Here's the sitch: Louboutins are sexier than Manolos without being quite as trashy as Choos (nor as downright slutty as Gina, but not as artistic as Nicholas Kirkwood, nor as elegant as Rupert Sanderson, and not as flattering as Jonathan Kelsey). So as you can see, there was a niche that needed filling, and that niche was sexy-but-not-slutty-shoes-that-cost-almost-if-not-more-than-half-a-grand-that-you-can-barely-walk-in.

And I can bring you EXCLUSIVE news that in the upcoming and pretty-much-guaranteed-to-be-awful Sex and the City movie, Carrie has jettisoned her famous "Manolos" in favour of "Louboutins". You know it, folks: " Ask Hadley: First with the international news stories." Eat my DUST, Christiane Amanpour!

This kind of endorsement will, as Mr Blahnik will no doubt verify, only make Monsieur Louboutin more successful than he already is. Who needs to spend money on advertising when you can get celebrity endorsements for free?

Which brings us neatly to the next point – the frequency with which you see the red sole. You see, Charlotte, the red sole is Mr Louboutin's signature detail, which not only ups the shoe's sexiness quotient (I have no idea, nor interest in psychoanalysing, how a glance of a red sole on a lady's shoe is sexy; it just is), but it also works as branding without stooping to anything as obvious as declasse as a logo.

However. Some cheeky monkeys on both the high street and (gasp!) up in Designer Land have noticed this and have started slapping red soles on their shoes. (Tara Palmer-Tomkinson, meanwhile, classy to the hem of her min-kilt, once advised painting one's high-street shoes' soles with red nail polish to get Louboutin on the cheap. The thought of Tara staying in on a Friday night and nail polishing her shoes brings sunshine to my heart sometimes, it truly does.) Louboutin has done his best to stop this rot, filing for copyright and what have you, but it's all gone a bit stable door, horse bolted. And if that horse should flash some red on the bottom of his hoofs as he canters into the distance, Christian, I'd take it up with TP-T.

Should I get a wrap dress? My mum tells me that all grown women should have one and I recently turned 21.

N Dollis, by email

Bless you and your mother's well-intentioned hearts. Your mother is semi-correct: all grown women should have a wrap dress, if these grown women take all their life guidance from women's magazines.

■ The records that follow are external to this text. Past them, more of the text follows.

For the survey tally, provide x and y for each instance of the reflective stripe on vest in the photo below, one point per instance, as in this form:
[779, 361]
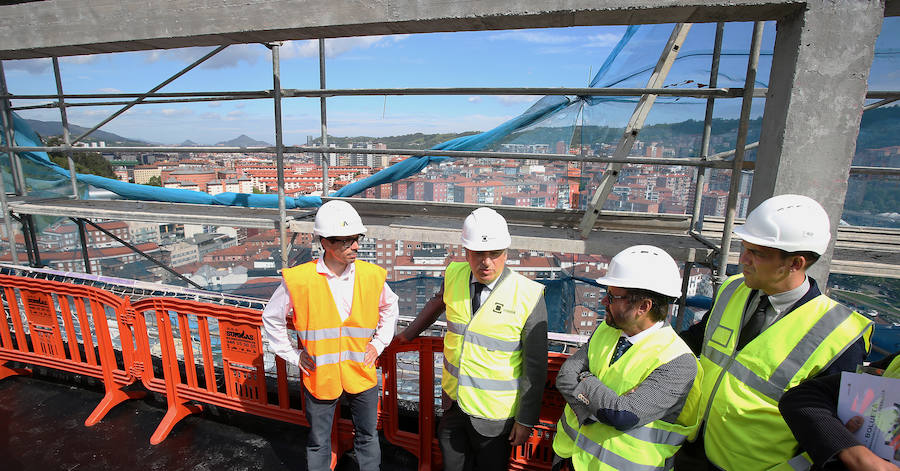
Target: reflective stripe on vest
[650, 446]
[337, 347]
[741, 388]
[483, 354]
[893, 370]
[566, 433]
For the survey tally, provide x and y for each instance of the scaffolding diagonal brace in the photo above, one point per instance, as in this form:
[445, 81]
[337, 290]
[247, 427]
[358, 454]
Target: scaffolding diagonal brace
[657, 79]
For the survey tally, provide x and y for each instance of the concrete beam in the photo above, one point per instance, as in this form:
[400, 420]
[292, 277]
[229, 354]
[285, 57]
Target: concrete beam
[73, 27]
[817, 89]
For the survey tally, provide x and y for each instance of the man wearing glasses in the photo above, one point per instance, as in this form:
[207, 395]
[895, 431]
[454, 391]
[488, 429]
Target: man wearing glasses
[495, 349]
[345, 315]
[633, 392]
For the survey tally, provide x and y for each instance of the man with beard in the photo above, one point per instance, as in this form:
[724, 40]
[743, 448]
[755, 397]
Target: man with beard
[345, 315]
[632, 392]
[495, 349]
[769, 329]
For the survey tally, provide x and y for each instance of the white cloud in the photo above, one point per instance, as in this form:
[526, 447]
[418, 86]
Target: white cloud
[231, 56]
[86, 59]
[337, 46]
[539, 37]
[32, 66]
[176, 112]
[603, 40]
[517, 99]
[235, 115]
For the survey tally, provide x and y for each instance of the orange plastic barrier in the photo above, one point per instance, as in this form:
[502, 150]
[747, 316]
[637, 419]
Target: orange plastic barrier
[535, 454]
[71, 327]
[234, 379]
[49, 336]
[423, 443]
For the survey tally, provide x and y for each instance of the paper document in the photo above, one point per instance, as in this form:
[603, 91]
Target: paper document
[877, 400]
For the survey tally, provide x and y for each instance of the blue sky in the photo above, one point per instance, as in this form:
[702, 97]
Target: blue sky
[566, 57]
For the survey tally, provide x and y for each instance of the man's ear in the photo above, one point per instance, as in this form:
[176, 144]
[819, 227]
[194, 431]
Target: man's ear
[645, 305]
[797, 262]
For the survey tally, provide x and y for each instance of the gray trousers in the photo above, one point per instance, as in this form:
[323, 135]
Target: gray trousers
[363, 411]
[464, 449]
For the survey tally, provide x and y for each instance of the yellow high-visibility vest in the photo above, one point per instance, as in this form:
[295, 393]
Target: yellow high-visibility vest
[893, 370]
[339, 348]
[483, 354]
[599, 446]
[744, 430]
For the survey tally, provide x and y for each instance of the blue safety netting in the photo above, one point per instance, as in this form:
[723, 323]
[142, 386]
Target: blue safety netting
[552, 118]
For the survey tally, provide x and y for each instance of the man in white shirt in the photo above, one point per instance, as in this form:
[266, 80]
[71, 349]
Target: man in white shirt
[345, 315]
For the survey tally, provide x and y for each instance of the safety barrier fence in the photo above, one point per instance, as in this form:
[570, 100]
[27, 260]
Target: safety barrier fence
[199, 354]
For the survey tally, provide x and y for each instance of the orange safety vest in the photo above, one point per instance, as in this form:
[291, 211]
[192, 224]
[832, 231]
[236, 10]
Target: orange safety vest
[339, 348]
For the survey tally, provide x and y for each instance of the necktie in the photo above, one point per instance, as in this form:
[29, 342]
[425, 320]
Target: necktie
[756, 322]
[621, 346]
[476, 297]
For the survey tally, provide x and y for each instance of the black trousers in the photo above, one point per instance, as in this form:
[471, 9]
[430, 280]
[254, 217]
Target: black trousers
[465, 449]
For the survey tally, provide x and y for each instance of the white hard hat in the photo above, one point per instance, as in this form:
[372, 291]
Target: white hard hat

Along with "a classic trench" and "black court shoes", the wrap dress is one of those things that women's magazines always insist it is essential to have in one's wardrobe. And like the shoes and even the trench, the appeal of the wrap has always passed me by. Yes, it can, as is often said, "Fit anyone". True, but so would a burlap sack, and a sack, unlike a wrap dress, will not flap open in the wind and reveal to all and sundry whether you have waxed your bikini line in the past four years. Moreover, it looks best on those who have a perfect hourglass figure, which is what the magazines mean when they say it "works well on curvy figures", ie as long as those "curvy figures" have a flat stomach and a teeny waist.

So to sum up, if you have a figure like Barbie and live in a city that is totally devoid of wind, then the wrap is for you. For anyone else, not so much.

This article was amended on 29 September 2009. The original referred to Jonathan Kirkwood. This has been corrected.